Every is now an unpaired Dirac delta. Every vector’s Fourier remodel is a fancy wave $ Δ cdot mathrm{e}^{-i omega okay} $ within the frequency area (the okay’th *quefrency*). It lacks the standard complementary oppositely twisting wave $ Δ cdot mathrm{e}^{i omega okay} $, so it is *not* real-valued. It has fixed magnitude Δ and ranging part:

```
FFT(V1) = []
FFT(V2) = []
```

These are *vawes*.

The impact of a swap continues to be simply so as to add `FFT(V)`

, aka `FFT(V2) - FFT(V1)`

to the (complicated) spectrum. The impact is to switch vitality between all of the bands concurrently. Therefore, `FFT(V1)`

and `FFT(V2)`

perform as a *supply* and *vacation spot* masks for the switch.

Nevertheless, ‘masks’ is the fallacious phrase, as a result of the magnitude of $ mathrm{e}^{i omega okay} $ is at all times 1. It does not have various amplitude, solely various part. `-FFT(V1)`

and `FFT(V2)`

outline the complicated *course* wherein so as to add/subtract vitality.

When added collectively their phases intrude constructively or destructively, leading to an amplitude that varies between 0 and 2Δ: an precise masks. The ensuing part will probably be midway between the 2, as it is the sum of two equal-length complicated numbers.

`FFT(V) = []`

For any given pixel A and its delta `FFT(V1)`

, it could possibly pair up with different pixels B to kind N-1 completely different interference masks `FFT(V2) - FFT(V1)`

. There are N(N-1)/2 distinctive interference masks, if you happen to account for (A,B) (B,A) symmetry.

Value declaring, the FFT of the primary index:

`FFT([Δ 0 0 0 0 0 0 0]) = [Δ Δ Δ Δ Δ Δ Δ Δ]`

That is the DC quefrency, and the fourier symmetry continues to work. Shifting values in time causes the vawe’s quefrency to alter within the frequency area.
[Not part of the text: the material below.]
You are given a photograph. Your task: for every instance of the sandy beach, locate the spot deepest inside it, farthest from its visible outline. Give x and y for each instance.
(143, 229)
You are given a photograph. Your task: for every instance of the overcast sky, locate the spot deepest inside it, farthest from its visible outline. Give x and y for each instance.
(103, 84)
That is the upside-down model of how transferring vitality to a different frequency band causes the wave’s frequency to alter within the time area.

## What is the Gradient, Kenneth?

Utilizing vectors as masks… shifting vitality in instructions… this implies gradient descent, no?

Nicely.

It is certainly attainable to calculate the by-product of your loss perform as a perform of enter pixel brightness, with the standard bag of computerized differentiation/backprop methods. You may as well do it numerically.
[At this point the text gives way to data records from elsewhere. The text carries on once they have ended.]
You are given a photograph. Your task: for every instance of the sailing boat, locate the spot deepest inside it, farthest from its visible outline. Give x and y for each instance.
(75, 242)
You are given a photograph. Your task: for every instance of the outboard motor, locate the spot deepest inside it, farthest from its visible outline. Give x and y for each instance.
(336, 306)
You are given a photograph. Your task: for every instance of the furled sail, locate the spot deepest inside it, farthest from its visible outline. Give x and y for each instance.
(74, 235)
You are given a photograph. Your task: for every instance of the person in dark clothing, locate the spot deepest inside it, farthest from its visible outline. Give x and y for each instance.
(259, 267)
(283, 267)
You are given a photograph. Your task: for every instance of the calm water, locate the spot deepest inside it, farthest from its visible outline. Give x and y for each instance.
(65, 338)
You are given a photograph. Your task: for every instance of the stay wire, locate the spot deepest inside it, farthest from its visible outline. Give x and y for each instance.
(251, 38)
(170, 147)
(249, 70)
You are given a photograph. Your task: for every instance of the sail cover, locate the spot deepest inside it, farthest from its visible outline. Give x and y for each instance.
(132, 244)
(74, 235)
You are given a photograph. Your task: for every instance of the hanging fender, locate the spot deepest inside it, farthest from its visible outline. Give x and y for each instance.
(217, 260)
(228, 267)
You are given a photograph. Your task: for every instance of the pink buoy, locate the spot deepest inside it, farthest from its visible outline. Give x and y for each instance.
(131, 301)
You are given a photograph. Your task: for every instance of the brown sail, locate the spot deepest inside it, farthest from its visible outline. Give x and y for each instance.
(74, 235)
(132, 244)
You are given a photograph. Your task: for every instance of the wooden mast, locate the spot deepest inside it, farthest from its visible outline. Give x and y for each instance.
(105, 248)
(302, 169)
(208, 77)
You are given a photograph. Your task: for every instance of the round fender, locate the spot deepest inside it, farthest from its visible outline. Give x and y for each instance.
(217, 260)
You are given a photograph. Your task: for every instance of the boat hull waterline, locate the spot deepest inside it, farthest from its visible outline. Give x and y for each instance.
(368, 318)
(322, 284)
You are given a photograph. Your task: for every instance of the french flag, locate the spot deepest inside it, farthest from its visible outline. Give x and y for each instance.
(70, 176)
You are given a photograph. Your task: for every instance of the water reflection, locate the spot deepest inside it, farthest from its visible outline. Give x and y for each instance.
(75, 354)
However, this does not enable you to straight as a result of the one means you’ll be able to act on that per-pixel gradient is by swapping a *pair* of pixels. You have to discover two quefrencies `FFT(V1)`

and `FFT(V2)`

which intrude in *precisely* the suitable approach to lower the loss perform throughout all dangerous frequencies concurrently, whereas leaving the great ones untouched. Even when the gradient have been that will help you decide a very good beginning pixel, that also leaves the issue of discovering a very good associate.

There are nonetheless O(N²) attainable pairs to select from, and all the spectrum adjustments just a little bit on each swap. Which implies new FFTs to research it.
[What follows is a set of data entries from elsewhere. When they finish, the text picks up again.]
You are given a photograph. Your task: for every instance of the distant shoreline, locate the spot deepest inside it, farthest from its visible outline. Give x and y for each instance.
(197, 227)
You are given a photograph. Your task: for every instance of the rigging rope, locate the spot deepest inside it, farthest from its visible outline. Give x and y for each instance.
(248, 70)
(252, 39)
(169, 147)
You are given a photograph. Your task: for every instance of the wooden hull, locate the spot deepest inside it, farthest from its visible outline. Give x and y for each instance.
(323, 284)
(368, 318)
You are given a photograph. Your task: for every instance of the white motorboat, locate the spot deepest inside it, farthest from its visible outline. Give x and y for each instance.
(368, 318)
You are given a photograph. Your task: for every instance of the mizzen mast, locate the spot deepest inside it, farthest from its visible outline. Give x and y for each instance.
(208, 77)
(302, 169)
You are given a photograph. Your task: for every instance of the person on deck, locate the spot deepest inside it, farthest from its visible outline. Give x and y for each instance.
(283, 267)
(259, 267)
Random grasping search is definitely difficult to beat in apply. No matter additional work you spend on getting higher samples interprets into much less samples tried per second. e.g. Taking a best-of-3 method is worse than simply making an attempt 3 swaps in a row. Swaps are nearly at all times orthogonal.

However `random()`

nonetheless samples inconsistently as a result of it is white noise. If solely we had…. oh wait. Certainly if you have already got blue noise of the suitable dimension, you should use that to mildly pace up the seek for extra. Use it as a random permutation to drive sampling, with some inevitable whitening over time to maintain it recent. You possibly can’t nonetheless use the noise you are producing to speed up its personal search, as a result of the 2 are extremely correlated.

What’s actually occurring is all a consequence of the loss perform.